Various sizes of chemical reaction network exist, from small graphs of linear networks with several inorganic species to huge complex networks composed of protein reactions or metabolic systems. Huge complex networks of organic substrates have been well studied using statistical properties such as degree distributions. However, when the size is relatively small, statistical data suffers from significant errors coming from irregular effects by species, and a macroscopic analysis is frequently unsuccessful. In this study, we demonstrate a graphical classification method for chemical networks that contain tens of species. Betweenness and closeness centrality indices of a graph can create a two-dimensional diagram with information of node distribution for a complex chemical network. This diagram successfully reveals systematic sharing of roles among species as a semi-statistical property in chemical reactions, and distinguishes it from the ones in random networks, which has no functional node distributions.
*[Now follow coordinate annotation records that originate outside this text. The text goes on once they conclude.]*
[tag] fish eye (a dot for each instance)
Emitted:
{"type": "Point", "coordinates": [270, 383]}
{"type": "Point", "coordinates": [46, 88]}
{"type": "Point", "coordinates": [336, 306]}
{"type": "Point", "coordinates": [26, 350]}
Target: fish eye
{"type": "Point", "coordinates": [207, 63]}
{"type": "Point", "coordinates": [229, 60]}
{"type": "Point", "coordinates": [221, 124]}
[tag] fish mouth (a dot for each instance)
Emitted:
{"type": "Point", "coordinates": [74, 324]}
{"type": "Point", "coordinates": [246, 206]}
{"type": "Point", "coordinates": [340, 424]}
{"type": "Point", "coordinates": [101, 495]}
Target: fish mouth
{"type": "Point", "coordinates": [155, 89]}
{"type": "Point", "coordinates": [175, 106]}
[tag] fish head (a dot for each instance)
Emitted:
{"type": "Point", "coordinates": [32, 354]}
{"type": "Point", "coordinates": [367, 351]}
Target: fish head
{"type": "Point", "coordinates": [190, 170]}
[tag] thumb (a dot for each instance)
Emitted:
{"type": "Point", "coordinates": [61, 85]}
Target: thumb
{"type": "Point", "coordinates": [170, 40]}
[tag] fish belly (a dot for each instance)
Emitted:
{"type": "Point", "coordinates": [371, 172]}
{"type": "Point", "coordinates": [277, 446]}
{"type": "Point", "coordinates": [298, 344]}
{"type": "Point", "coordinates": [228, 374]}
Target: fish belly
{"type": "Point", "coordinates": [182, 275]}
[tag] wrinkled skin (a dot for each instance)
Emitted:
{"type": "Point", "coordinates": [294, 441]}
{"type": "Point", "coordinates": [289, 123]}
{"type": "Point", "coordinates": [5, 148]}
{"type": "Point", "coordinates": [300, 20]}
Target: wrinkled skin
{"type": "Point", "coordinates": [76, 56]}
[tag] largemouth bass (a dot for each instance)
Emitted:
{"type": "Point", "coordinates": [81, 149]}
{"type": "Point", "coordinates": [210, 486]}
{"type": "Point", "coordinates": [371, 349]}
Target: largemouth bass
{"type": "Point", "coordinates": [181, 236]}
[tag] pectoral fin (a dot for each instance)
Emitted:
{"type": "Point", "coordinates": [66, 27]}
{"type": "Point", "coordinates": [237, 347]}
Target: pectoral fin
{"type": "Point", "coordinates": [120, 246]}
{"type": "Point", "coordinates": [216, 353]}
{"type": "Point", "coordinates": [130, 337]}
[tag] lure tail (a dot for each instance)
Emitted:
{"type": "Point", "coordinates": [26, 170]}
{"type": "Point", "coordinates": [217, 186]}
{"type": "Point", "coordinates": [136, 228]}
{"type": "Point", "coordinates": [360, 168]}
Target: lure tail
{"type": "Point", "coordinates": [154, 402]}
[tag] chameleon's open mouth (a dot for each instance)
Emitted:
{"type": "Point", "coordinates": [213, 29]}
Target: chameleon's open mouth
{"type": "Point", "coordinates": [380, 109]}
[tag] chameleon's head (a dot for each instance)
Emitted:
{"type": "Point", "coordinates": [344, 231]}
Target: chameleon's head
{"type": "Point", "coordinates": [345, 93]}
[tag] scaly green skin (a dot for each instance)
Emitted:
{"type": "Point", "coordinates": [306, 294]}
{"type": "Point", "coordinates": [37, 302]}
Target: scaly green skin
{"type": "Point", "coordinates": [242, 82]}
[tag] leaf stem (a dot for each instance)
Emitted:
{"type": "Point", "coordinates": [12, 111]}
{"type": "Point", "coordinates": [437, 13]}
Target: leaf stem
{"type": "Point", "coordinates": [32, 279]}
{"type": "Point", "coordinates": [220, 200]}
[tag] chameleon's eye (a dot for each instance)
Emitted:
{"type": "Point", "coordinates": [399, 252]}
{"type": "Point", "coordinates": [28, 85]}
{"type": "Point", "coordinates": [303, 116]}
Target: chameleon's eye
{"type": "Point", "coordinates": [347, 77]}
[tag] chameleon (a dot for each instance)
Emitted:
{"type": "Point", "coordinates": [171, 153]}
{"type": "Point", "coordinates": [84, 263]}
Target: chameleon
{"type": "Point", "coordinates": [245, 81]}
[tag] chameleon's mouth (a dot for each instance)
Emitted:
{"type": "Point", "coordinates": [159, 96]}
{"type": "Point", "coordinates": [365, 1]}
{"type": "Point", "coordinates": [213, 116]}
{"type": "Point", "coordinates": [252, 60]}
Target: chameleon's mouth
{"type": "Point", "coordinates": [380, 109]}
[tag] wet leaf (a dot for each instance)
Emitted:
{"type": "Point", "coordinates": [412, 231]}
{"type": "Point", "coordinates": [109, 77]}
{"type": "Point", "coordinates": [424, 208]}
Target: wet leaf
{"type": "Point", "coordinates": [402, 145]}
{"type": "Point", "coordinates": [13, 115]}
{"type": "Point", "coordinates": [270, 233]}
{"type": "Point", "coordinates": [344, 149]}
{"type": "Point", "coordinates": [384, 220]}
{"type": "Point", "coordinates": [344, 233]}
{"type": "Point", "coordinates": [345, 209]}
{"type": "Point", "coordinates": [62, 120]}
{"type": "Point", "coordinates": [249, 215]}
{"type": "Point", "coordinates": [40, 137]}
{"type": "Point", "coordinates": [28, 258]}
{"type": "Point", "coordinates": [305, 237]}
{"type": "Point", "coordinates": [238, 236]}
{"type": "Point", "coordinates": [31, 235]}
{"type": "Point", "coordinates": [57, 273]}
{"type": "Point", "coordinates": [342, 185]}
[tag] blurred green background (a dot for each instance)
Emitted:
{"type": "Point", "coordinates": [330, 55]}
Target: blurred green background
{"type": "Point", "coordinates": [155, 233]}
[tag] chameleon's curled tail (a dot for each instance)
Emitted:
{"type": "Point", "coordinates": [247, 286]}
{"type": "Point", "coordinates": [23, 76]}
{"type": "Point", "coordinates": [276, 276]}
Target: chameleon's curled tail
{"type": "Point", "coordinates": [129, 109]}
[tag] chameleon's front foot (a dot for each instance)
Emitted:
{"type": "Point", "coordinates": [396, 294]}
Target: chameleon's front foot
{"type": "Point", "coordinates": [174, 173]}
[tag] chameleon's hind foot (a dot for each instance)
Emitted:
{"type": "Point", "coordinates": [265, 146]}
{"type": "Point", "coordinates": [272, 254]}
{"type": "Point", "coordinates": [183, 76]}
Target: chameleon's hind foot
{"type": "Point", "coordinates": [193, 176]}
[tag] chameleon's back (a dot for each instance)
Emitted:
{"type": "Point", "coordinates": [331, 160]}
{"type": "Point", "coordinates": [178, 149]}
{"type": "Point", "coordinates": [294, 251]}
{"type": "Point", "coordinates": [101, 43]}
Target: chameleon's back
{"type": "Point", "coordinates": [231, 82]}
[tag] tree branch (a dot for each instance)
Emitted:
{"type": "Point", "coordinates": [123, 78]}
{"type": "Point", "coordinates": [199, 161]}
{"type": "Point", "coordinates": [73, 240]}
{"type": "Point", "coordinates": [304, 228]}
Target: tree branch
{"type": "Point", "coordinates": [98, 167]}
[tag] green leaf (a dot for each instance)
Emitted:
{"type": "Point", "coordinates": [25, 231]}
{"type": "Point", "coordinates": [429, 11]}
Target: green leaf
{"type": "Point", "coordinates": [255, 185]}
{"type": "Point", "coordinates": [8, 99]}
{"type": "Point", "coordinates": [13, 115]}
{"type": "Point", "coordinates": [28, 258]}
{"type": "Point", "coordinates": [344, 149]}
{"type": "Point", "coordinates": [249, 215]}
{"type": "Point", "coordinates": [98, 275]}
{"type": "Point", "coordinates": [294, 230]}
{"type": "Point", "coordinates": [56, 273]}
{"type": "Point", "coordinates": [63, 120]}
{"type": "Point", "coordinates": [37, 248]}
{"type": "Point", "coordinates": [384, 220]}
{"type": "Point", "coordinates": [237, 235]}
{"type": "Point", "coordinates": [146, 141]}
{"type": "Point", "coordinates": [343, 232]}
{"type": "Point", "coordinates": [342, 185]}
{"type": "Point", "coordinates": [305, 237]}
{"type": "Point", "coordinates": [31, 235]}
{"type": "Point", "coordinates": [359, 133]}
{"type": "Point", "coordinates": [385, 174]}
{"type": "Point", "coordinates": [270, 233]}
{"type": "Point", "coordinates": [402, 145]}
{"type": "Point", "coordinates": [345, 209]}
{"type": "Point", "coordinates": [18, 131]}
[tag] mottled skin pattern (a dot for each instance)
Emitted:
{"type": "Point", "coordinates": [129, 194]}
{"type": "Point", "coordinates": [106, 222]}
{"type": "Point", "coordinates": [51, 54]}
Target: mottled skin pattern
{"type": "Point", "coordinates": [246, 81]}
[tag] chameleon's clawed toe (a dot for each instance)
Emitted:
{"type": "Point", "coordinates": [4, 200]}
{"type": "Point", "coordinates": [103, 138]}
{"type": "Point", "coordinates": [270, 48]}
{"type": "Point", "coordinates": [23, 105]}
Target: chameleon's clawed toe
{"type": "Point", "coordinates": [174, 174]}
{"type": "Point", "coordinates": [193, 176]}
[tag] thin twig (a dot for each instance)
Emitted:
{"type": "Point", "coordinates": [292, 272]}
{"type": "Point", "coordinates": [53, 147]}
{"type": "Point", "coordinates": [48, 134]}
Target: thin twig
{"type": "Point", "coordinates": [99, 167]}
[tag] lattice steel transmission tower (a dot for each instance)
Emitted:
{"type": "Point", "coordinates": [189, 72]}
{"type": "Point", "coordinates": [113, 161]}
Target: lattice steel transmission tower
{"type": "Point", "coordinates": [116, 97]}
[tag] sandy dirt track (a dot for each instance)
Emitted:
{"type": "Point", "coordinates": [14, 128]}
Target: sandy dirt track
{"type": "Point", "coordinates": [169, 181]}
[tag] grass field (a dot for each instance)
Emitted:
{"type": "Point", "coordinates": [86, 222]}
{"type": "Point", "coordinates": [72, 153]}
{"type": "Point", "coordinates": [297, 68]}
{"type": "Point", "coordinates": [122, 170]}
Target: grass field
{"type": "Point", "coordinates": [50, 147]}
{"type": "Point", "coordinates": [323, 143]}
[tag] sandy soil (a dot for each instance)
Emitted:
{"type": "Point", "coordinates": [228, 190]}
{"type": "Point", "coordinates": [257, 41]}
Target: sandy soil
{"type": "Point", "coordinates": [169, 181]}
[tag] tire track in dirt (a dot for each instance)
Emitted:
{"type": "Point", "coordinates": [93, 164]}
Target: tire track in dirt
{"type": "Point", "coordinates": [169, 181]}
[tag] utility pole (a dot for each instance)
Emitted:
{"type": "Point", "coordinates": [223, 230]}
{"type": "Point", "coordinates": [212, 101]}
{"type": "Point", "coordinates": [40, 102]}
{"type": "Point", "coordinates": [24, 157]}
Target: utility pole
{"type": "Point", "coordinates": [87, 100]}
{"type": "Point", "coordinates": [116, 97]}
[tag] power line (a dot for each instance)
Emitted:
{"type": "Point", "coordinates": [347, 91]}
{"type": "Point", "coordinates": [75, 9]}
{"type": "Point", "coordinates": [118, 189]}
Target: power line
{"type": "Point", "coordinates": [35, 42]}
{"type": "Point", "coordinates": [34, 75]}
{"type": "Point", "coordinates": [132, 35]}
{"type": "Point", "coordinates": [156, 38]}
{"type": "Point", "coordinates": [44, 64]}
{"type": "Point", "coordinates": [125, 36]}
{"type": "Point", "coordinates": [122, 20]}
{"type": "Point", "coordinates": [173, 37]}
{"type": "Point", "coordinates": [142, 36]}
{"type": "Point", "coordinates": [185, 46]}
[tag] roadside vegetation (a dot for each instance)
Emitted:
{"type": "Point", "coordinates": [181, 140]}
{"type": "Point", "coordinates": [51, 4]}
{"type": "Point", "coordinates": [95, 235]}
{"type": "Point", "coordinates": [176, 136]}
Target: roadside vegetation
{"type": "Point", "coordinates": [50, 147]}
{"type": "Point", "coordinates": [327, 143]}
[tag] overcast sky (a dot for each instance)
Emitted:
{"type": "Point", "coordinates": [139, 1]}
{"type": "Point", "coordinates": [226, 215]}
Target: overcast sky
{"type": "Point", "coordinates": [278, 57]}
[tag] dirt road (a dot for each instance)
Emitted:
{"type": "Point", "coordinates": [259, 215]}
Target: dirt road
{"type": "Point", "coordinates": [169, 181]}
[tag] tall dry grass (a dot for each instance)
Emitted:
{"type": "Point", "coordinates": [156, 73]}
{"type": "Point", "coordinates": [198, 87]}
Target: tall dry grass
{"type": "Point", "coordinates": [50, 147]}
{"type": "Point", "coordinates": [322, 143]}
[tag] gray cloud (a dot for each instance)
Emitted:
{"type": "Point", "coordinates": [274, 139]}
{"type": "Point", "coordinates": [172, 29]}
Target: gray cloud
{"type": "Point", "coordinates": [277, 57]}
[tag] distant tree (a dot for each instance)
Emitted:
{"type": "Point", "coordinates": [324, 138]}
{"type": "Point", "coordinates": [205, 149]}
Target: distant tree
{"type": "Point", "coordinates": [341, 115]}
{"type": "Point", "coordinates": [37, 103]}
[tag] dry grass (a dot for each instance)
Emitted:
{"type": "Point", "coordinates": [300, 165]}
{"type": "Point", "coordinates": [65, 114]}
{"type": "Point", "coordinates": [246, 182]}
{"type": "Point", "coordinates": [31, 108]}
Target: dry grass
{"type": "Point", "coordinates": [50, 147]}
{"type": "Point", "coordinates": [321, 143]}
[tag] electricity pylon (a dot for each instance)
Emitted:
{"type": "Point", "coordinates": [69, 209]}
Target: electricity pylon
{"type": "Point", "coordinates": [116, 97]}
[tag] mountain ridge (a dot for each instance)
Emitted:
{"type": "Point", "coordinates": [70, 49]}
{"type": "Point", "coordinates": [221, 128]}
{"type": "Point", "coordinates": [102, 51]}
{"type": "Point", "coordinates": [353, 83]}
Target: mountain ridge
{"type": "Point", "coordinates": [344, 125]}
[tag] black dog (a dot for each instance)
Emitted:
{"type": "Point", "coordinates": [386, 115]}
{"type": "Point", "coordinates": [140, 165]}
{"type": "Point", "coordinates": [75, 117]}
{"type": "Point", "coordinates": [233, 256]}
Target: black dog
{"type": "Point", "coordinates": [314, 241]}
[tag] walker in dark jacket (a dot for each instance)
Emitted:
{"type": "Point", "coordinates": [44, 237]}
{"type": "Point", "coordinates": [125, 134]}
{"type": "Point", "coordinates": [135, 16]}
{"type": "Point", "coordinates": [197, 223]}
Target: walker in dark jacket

This analytical approach is applicable for rapid and approximate understanding of complex chemical network systems such as plasma-enhanced reactions as well as visualization and classification of other graphs.

Highlights

  • Graph theory provides for us a graphical approach to a system containing various elements with connections between them [1,2]

  • In comparison with the previous achievements based on numerical finite-difference methods [10,11,12,15], direct visualization of reactions based on graph theory is applied here, and we focus on graphical classification of nodes or species on statistical aspects that are missing in our previous studies [8,9]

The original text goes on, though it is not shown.